Portugal-Brasil: A Força do Destino

Velório de Eduardo Campos, candidato a presidência da República no Brasil, e dos membros de sua equipe, 17 de agosto 2014. Foto Fernando Frazão/Agência Brasil
Velório de Eduardo Campos, candidato a presidência da República no Brasil, e dos membros de sua equipe, 17 de agosto 2014. Foto Fernando Frazão/Agência Brasil

Por Carlos Fino

A morte trágica do ex-Governador de Pernambuco Eduardo Campos, a semana passada em Santos, traz incontornavelmente à memória dos Portugueses o acidente de Camarate, em 1980, no qual faleceu, em circunstâncias idênticas, o então primeiro-ministro português Francisco Sá-Carneiro.
O mesmo tipo de aparelho, um Cessna, o mesmo número de pessoas a bordo – 7, todas igualmente mortas, e acima de tudo uma mesma promissora liderança, súbita e brutalmente interrompida, numa perda chocante e irreparável.
Campos, com 49, e Sá-Carneiro, com 46, vinham de horizontes políticos diferentes – um socialista, outro social-democrata – mas convergiam nas fortes convicções de equilíbrio entre mercado e responsabilidade social, na eficácia da gestão e sobretudo na manifesta seriedade de propósitos.
Qualidades que Campos demonstrou nos anos em que foi Governador de Pernambuco e Sá-Carneiro nos meses em que esteve à frente dos destinos de Portugal. Antes disso, ambos tinham já sido, aliás, deputados e ministros com assinalável trabalho realizado.
No caso português, houve suspeitas de atentado, nunca comprovadas, multiplicaram-se comissões de inquérito, e a dúvida permaneceu alimentada por uma “confissão” de última hora que não pôde ser investigada, uma vez que os prazos legais já haviam prescrito.

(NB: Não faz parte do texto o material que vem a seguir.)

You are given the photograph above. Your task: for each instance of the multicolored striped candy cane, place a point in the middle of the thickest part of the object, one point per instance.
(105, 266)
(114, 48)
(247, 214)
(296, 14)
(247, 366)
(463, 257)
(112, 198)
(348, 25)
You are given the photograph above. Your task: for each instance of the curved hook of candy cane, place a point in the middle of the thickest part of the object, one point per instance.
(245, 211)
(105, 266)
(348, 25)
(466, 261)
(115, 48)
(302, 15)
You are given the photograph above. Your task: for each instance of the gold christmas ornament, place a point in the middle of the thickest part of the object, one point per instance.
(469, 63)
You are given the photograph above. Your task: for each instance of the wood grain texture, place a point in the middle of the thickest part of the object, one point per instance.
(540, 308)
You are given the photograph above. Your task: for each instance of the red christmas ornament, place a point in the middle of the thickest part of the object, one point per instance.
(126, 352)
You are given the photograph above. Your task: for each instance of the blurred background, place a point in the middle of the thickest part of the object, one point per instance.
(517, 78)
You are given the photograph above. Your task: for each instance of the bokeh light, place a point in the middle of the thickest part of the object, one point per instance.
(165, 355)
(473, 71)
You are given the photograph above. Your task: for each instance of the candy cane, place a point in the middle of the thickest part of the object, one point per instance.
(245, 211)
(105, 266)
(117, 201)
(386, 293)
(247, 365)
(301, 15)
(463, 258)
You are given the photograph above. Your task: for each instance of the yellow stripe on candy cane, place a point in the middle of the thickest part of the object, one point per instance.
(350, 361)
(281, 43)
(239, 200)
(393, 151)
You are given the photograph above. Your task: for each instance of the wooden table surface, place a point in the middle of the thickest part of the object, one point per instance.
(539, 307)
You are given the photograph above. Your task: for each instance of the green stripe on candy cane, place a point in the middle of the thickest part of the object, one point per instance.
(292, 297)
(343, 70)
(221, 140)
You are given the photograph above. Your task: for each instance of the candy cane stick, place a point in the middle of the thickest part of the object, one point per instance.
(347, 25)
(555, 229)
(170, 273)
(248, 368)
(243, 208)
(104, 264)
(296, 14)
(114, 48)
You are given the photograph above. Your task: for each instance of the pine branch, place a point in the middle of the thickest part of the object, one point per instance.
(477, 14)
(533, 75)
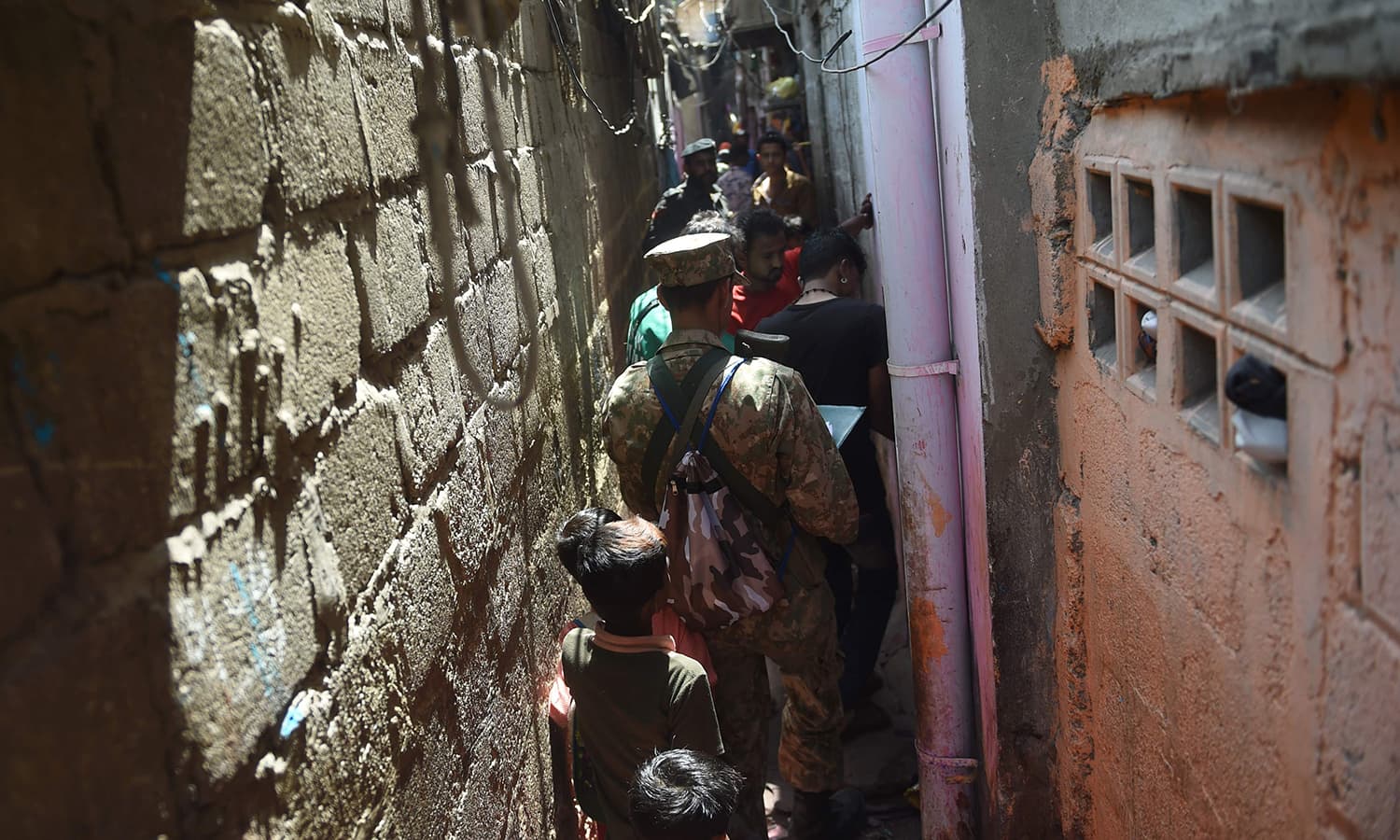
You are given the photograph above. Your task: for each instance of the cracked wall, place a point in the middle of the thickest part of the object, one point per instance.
(273, 567)
(1225, 627)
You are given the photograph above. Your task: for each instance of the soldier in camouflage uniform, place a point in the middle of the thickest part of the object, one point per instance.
(697, 192)
(770, 430)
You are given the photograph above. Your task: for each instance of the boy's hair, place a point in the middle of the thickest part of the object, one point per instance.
(682, 794)
(619, 563)
(772, 137)
(825, 249)
(707, 221)
(758, 221)
(688, 297)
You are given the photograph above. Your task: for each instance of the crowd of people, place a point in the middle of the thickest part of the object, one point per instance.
(755, 532)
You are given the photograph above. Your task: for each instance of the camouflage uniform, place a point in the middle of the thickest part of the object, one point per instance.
(770, 430)
(677, 206)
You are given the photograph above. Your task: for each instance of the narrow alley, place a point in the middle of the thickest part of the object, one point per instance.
(666, 419)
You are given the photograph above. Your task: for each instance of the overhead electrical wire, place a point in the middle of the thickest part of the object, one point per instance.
(847, 34)
(579, 80)
(720, 53)
(640, 19)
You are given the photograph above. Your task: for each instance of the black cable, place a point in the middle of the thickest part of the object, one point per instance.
(640, 19)
(847, 34)
(579, 78)
(720, 53)
(892, 48)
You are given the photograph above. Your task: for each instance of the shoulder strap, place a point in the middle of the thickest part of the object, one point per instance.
(636, 328)
(749, 496)
(672, 397)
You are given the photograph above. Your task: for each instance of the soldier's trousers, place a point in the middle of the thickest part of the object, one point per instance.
(801, 638)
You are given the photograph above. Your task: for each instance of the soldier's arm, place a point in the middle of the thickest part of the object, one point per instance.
(657, 229)
(616, 434)
(819, 490)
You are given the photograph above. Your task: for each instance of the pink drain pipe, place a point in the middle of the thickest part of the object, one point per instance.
(910, 245)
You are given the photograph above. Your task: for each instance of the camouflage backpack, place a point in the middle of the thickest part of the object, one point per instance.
(719, 570)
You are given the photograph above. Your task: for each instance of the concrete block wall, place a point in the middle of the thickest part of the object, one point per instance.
(272, 568)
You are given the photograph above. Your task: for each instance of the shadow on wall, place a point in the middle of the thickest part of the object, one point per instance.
(89, 414)
(605, 213)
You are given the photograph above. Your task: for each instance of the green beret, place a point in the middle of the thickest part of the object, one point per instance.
(702, 145)
(692, 259)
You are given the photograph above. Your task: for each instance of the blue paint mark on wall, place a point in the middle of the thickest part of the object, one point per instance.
(265, 668)
(162, 274)
(296, 714)
(41, 428)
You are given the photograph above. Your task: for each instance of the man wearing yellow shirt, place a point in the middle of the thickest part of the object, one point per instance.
(778, 188)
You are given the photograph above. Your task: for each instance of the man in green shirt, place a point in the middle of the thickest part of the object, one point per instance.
(633, 693)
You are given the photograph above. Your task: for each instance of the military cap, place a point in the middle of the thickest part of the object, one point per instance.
(702, 145)
(692, 259)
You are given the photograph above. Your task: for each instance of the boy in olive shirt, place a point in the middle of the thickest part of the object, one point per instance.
(633, 693)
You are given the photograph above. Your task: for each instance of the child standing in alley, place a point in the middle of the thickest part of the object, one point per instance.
(632, 692)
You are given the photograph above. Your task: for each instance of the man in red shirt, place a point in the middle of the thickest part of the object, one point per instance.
(769, 268)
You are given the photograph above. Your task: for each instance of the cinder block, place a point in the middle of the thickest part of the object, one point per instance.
(400, 16)
(507, 593)
(425, 601)
(470, 70)
(369, 13)
(482, 235)
(389, 268)
(531, 192)
(388, 106)
(87, 371)
(537, 45)
(216, 434)
(540, 251)
(504, 315)
(80, 713)
(464, 511)
(187, 129)
(461, 258)
(310, 316)
(476, 338)
(243, 630)
(52, 223)
(341, 769)
(425, 800)
(33, 545)
(361, 490)
(315, 129)
(1361, 748)
(503, 445)
(433, 405)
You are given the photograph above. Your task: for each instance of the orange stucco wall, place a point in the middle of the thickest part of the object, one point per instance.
(1228, 637)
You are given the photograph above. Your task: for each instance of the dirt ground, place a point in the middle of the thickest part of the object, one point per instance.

Tudo realidades que estão ausentes do caso brasileiro.
Para lá das diferenças, no entanto, é impossível não enxergar um claro paralelismo entre os destinos trágicos destes dois homens e o sentimento de esperança – retroativamente ampliada pela morte – que, cada um a seu tempo e modo, soube inspirar nos respectivos países.
Fatores de aproximação
No caso específico de Pernambuco e Portugal, as idênticas extensões de território e densidades de população são fatores suplementares de aproximação, de que é exemplo a recente assinatura de um termo de cooperação visando projetos conjuntos nas áreas do meio ambiente e economia verde.
Cooperação que uma próxima visita de Eduardo Campos a Lisboa, que há algum tempo vinha sendo preparada pelos meios de negócios, deveria consolidar e intensificar, dando assim continuidade no plano económico às excelentes relações antes estabelecidas no plano político entre Miguel Arraes e Mário Soares.
O caso do bispo Sardinha, morto e devorado pelos Caetés, sempre é legitimamente evocado, não sem algum sarcasmo, para sublinhar o confronto histórico do Brasil Colonial, a resistência dos nativos locais à potência externa. Mas depois disso foi também em Pernambuco que se forjou, nas batalhas de Guararapes contra os Holandeses, a aliança entre índios, negros e brancos que daria origem ao Exército brasileiro, assentando os alicerces da identidade nacional.
Apesar da distância física e psicológica que nos separa (“tanto mar, tanto mar”, no dizer de Chico Buarque) e das diferentes opções de política externa que fazem da relação Portugal-Brasil, na expressão do Professor da UnB Amado Luís Cervo, uma “parceria inconclusa”, parece ainda assim haver também – como o mostra a paralela morte trágica de Eduardo Campos e Sá-Carneiro – uma misteriosa força subterrânea que persiste em moldar simetricamente as nossas vidas e os nossos sentimentos mais profundos, mantendo enigmaticamente viva, para lá de todos os afastamentos e estranhamentos, a esperança numa maior aproximação.

 

Por Carlos Fino
Jornalista português, nascido em Lisboa, em 1948. Correspondente da RTP – televisão pública portuguesa – em Moscou, Bruxelas e Washington, destacou-se como correspondente de guerra, em conflitos armados na ex-URSS, Afeganistão, Oriente Médio e Iraque. O primeiro repórter a anunciar, com imagens ao vivo, o bombardeio de Bagdad pelas tropas norte-americanas na Guerra do Golfo (2003). Foi conselheiro de imprensa da Embaixada de Portugal em Brasília (2004/2012).